Sunday, 15 July 2018

From Clay to clay

I'm in a town in the Potteries, in England's West Midlands. The town was built on clay, and what you could make from it, and there are still the tall chimneys of the ceramics works that were the employers of the region.

The ceramics works are now heritage museums. Which would be fine, if this was part of a successful diversification of industry. But it is not. The scene is desolate, crumbling, bleak. Walking through the city yesterday, Saturday evening, there were too many boarded up and empty shops, with the only thriving retail business, the betting shop. The grocer, who serves as the local branch of Western Union, has his windows barred and meshed so that it appears more like a cop shop in Blade Runner than a place to buy your greens. The roughly-painted restaurant set up by - from what I can read of the flaking signage - a Polish couple has been closed for months. A Wetherstones pub provides a cheery change, its bulky, white, clients spilling out onto the pavement to sing football songs.

But it is the buildings I notice most. Nineteenth century brick buildings, with the carved and moulded additions that signalled ostentation, English-style, with what were once neat little sash windows and once-gay window-boxes for flowers. Now? The buildings are rotting. The roof of one - occupied, with tattered greying curtains at the windows - is curving inward, broken-backed. The brickwork on all of them - made from the clay that also fed the potteries - is crumbling. Clay is returning to clay. How long will it take? How long before this once busy town melts into the earth again?

The census - England is dilligent in charting its decline - tells us what is happening here. The data is from Nomis, based on the 2011 census. This is a poor town, with almost two thirds of the population in socio-economic grades C2, D and E (overall in England, just over 45% of the population is in these grades). One person in five (20%) is on benefits (England 13%). Worse, young people are being abandoned. Amongst 16 to 24 year olds, one in three has no educational qualification whatsoever, and 48% have either no qualification or a Level 1 qualification - the lowest grade (England, 35%). Their future is bleak.
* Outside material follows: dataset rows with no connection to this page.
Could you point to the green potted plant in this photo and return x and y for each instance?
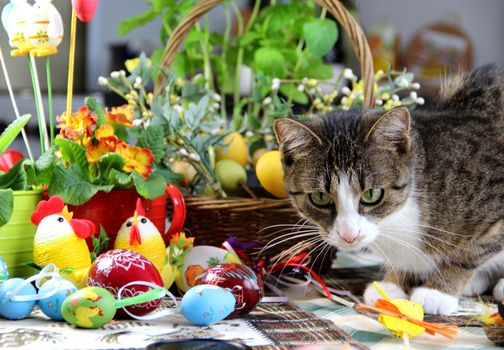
(104, 159)
(19, 195)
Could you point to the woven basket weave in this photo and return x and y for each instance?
(213, 220)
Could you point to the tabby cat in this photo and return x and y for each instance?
(425, 190)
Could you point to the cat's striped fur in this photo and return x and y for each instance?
(440, 222)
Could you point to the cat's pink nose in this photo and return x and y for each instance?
(349, 236)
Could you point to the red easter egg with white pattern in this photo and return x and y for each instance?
(85, 9)
(118, 267)
(246, 286)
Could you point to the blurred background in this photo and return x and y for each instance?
(429, 37)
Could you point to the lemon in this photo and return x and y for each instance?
(230, 174)
(234, 148)
(270, 173)
(186, 170)
(258, 154)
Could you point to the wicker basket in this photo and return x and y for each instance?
(213, 220)
(495, 333)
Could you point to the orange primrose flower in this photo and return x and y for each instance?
(78, 126)
(104, 131)
(122, 115)
(136, 158)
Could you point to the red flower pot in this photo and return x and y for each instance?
(8, 159)
(111, 209)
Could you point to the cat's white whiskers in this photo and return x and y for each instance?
(289, 236)
(427, 260)
(388, 260)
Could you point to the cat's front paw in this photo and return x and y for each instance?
(435, 302)
(392, 289)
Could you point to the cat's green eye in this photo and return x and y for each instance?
(372, 196)
(320, 199)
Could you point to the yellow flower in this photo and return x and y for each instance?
(122, 115)
(78, 126)
(136, 158)
(391, 104)
(94, 153)
(105, 130)
(132, 64)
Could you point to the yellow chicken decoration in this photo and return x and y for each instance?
(139, 234)
(61, 240)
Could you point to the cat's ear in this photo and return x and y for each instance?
(392, 129)
(295, 138)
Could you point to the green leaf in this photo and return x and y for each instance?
(293, 93)
(316, 70)
(168, 175)
(153, 187)
(129, 24)
(270, 61)
(156, 57)
(153, 139)
(406, 76)
(71, 185)
(320, 36)
(96, 108)
(11, 132)
(44, 166)
(73, 153)
(120, 179)
(108, 162)
(15, 178)
(7, 200)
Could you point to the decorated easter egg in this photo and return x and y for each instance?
(198, 260)
(15, 310)
(17, 19)
(206, 304)
(85, 9)
(90, 307)
(45, 28)
(51, 306)
(241, 280)
(118, 267)
(4, 273)
(5, 15)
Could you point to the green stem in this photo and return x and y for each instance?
(207, 72)
(227, 34)
(239, 60)
(35, 95)
(323, 13)
(49, 98)
(253, 16)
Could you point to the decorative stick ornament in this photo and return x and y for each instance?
(45, 33)
(6, 12)
(404, 318)
(84, 10)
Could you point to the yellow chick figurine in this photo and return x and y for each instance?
(45, 28)
(61, 240)
(16, 20)
(139, 234)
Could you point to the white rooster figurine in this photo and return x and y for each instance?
(15, 17)
(45, 28)
(61, 240)
(139, 234)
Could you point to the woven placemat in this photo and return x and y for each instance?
(287, 325)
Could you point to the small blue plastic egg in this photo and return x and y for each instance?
(206, 304)
(15, 310)
(51, 306)
(4, 273)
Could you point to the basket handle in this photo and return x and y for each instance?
(335, 7)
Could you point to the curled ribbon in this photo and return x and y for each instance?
(50, 271)
(386, 307)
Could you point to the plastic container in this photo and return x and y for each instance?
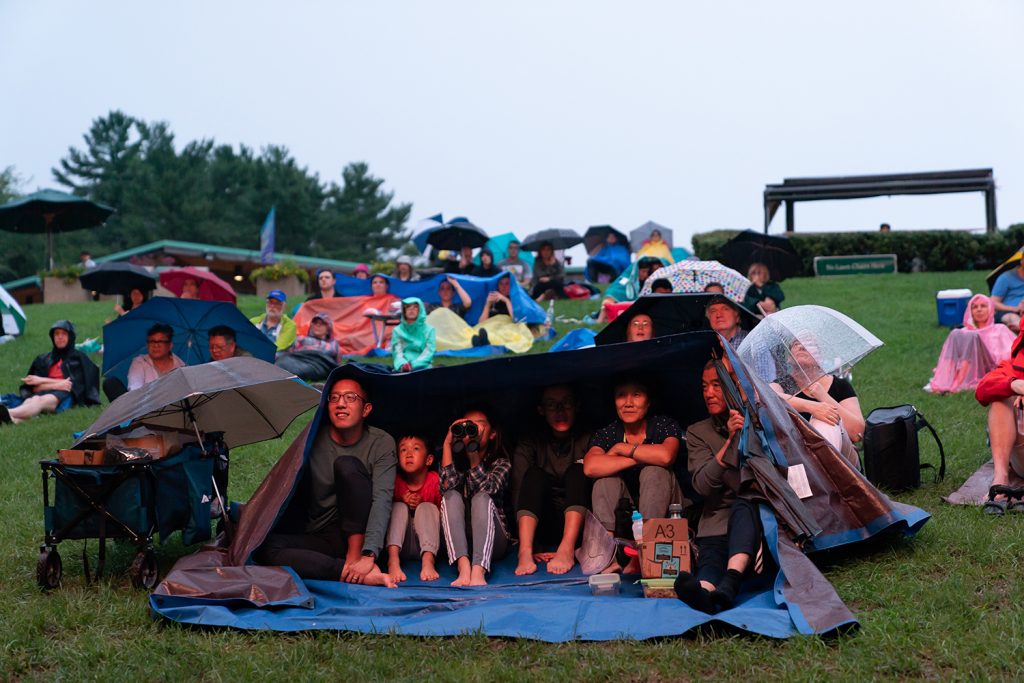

This town has all of the illnesses of the neoliberal economy, the preferred model of Westminster governments since Margaret Thatcher. The state has not intervened, except to pay, grudgingly, the increasingly faulty and impoverishing benefits that its citizens are due. The state has allowed London, its financial quarter and its southern-county hinterland to flourish, while it has left the north to rot.

Why did the state not intervene? The decline of the ceramics works was well-signalled. Their carefully collected census data showed Westminster, long before it became physically obvious in the crumbling façades of the buildings, that this town needed help, needed to diversify, to build a well-educated young population, to be given a hand to climb out of poverty. But Westminster, hypnotised by the snake-oil sellers in the City and the tax-dodging barons of the tabloid press, abandoned the north of England to focus on the comfortable homes and voters of Surrey. 

What now? Like the Scottish Highlands, this town has been cleared. Not by the Duchess of Sutherland and her ghillies, but by Margaret Thatcher and her dodgy economists. A young person with gumption will have caught the privatised Virgin train to London and have looked for work there. It's a town, built on clay, sinking.